I’m traveling and haven’t been able to give a new post the time it deserves. Besides, the next one you’ll see will contain a pretty cool announcement. Stay tuned. Meantime, here is one from the vaults that I hope you’ll find interesting.
My ghost story/horror novel, The Burning Ground, contains enough juicy, gory, creepy scenes to satisfy the horror purist. But the story is also about relationships—in particular the relationship between three seriously diverse characters: a former major league ballplayer, a woman with a tortured past, and a lonely ten-year-old boy. More about them shortly.
OH, MY LOVE, MY DARLING…
Romance in ghost stories is nothing new. I mean, who wasn’t moved—often to tears—by scenes in Ghost, one of the most popular movies of the nineties? Patrick Swayze, Demi Moore—Unchained Melody? Oh, man…yeah, you’re right, my softer side is showing. But honestly, that was an awesome film.
Or more recently, how about the popular Twilight series, both books and film? Without the romantic element we would have yet another vampire/werewolf story—and how many of those have been done since the dawn of time?
I wrote my first horror novel, The Well, during my gore-splattering sword & sorcery/sword & planet period, and it shows. Not much romance in this one as a family struggles to prevent the emergence of a demon from an old well on their property. Still, it’s a pretty good story, and Bantam Books thought enough of it to publish The Well in the early nineties. I have since reissued it as The Modoc Well.
IT’S A CHALLENGE BRINGING CHARACTERS TOGETHER
Demon Shadows, my second horror novel, was my initial attempt at a romantic element. The protagonists, Gail Farringer and Paul Fleming, meet at an artists’ and writers’ colony in the high Sierras, where the descendants of a Donner-like party continue to repay an ancient debt—in blood, of course. Paul’s “baggage” is minimal: he’s a bestselling novelist dealing with writer’s block following a difficult divorce. Gail, on the other hand, is seriously messed up. I loved the challenge of bringing these two together.

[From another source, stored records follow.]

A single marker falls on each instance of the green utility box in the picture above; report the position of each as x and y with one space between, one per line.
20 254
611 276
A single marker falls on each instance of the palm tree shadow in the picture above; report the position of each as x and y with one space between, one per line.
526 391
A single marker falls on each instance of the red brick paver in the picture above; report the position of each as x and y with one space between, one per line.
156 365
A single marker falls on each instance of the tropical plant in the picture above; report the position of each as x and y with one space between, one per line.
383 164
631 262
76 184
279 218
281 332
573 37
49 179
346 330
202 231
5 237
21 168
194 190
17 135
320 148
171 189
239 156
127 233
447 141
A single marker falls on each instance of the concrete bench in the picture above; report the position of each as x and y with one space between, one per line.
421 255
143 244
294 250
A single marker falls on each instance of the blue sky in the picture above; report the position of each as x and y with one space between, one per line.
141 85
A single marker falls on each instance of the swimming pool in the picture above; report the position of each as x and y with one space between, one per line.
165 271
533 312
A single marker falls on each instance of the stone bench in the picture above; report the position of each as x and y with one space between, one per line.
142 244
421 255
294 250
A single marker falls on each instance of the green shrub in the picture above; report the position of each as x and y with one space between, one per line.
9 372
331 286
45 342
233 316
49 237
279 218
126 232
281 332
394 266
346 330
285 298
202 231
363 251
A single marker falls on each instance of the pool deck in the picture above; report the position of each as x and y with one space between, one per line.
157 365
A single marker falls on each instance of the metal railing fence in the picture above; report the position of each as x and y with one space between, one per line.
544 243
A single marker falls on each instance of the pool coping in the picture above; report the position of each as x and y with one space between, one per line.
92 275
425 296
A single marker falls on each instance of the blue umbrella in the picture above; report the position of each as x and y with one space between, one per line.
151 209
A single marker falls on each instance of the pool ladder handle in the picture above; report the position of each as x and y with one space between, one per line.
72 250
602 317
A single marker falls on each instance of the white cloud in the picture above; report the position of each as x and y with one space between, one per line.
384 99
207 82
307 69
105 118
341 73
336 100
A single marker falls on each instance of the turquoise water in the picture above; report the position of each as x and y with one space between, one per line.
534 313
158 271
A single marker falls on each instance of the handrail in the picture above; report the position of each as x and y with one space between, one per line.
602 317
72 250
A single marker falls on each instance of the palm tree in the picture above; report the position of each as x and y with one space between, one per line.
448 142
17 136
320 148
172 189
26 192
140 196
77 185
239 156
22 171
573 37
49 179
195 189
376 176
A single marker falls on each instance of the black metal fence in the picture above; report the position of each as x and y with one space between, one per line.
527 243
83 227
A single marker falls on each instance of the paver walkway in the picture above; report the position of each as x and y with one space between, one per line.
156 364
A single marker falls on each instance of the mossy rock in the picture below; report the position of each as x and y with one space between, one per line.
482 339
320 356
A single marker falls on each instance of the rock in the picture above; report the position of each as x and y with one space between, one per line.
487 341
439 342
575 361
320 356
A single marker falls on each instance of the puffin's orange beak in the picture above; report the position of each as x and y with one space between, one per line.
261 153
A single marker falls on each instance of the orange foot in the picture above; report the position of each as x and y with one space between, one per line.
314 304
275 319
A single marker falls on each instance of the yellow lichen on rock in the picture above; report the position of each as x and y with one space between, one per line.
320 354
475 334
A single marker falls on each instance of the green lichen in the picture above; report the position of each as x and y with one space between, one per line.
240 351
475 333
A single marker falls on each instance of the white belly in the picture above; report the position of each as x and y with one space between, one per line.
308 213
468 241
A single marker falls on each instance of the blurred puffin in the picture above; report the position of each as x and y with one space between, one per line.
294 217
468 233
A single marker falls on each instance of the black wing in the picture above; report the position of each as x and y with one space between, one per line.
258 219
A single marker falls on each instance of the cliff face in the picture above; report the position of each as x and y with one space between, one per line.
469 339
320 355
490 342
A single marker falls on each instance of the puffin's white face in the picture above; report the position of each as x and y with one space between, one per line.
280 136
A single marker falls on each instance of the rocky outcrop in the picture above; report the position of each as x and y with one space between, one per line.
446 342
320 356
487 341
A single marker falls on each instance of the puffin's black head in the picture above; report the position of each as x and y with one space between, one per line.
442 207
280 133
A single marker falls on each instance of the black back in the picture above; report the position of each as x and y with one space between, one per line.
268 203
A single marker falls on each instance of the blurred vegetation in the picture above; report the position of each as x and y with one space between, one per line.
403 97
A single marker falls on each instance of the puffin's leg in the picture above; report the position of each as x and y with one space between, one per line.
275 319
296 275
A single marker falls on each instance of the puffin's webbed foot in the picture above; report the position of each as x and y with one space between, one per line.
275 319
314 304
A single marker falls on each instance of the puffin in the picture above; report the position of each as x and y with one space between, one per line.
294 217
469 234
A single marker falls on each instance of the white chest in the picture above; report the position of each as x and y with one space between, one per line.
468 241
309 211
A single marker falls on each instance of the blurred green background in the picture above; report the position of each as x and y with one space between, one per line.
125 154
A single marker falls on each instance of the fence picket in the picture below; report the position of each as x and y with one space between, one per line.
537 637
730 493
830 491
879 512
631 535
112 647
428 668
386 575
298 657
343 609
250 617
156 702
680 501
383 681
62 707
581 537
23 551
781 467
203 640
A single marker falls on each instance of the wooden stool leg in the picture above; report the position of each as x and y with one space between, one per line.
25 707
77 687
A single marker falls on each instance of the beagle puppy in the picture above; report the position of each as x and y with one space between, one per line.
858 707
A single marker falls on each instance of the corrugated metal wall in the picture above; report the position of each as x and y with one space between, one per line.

The formula must’ve worked, because Bantam Books sold about 30,000 copies of it before they stopped sending me royalty statements. I also reissued Demon Shadows a while back.
In my 2011 ghost story, Fire Dance, Mark Alderson is a Richard Kimble-like fugitive tending bar in a small desert town, and Tracy Russell is a single mom whose ex-husband abandoned her and her young son after gambling away everything they owned. Here were two people with serious issues of trust. Bringing them together amid the backdrop of wandering spirits trapped there since the nineteenth century—one of them quite evil—was another challenge. A great deal of positive feedback—much of it from female readers—tells me that I must have pulled it off.
RAISING THE “BAGGAGE” BAR
So when I wrote The Burning Ground a few years ago I decided, with regard to a romantic element, to raise the bar, both in the number of characters and the degree of “baggage” that they brought to the table. Barry Cordell had been a star pitcher for the San Francisco Giants before being struck in the face by a line drive. His physical injuries healed, but the fear of standing on the mound forced him from the game. Now an embittered man, he has come to the small Sierra Nevada town of Lodestar for the solitude of hiking and camping in the surrounding foothills.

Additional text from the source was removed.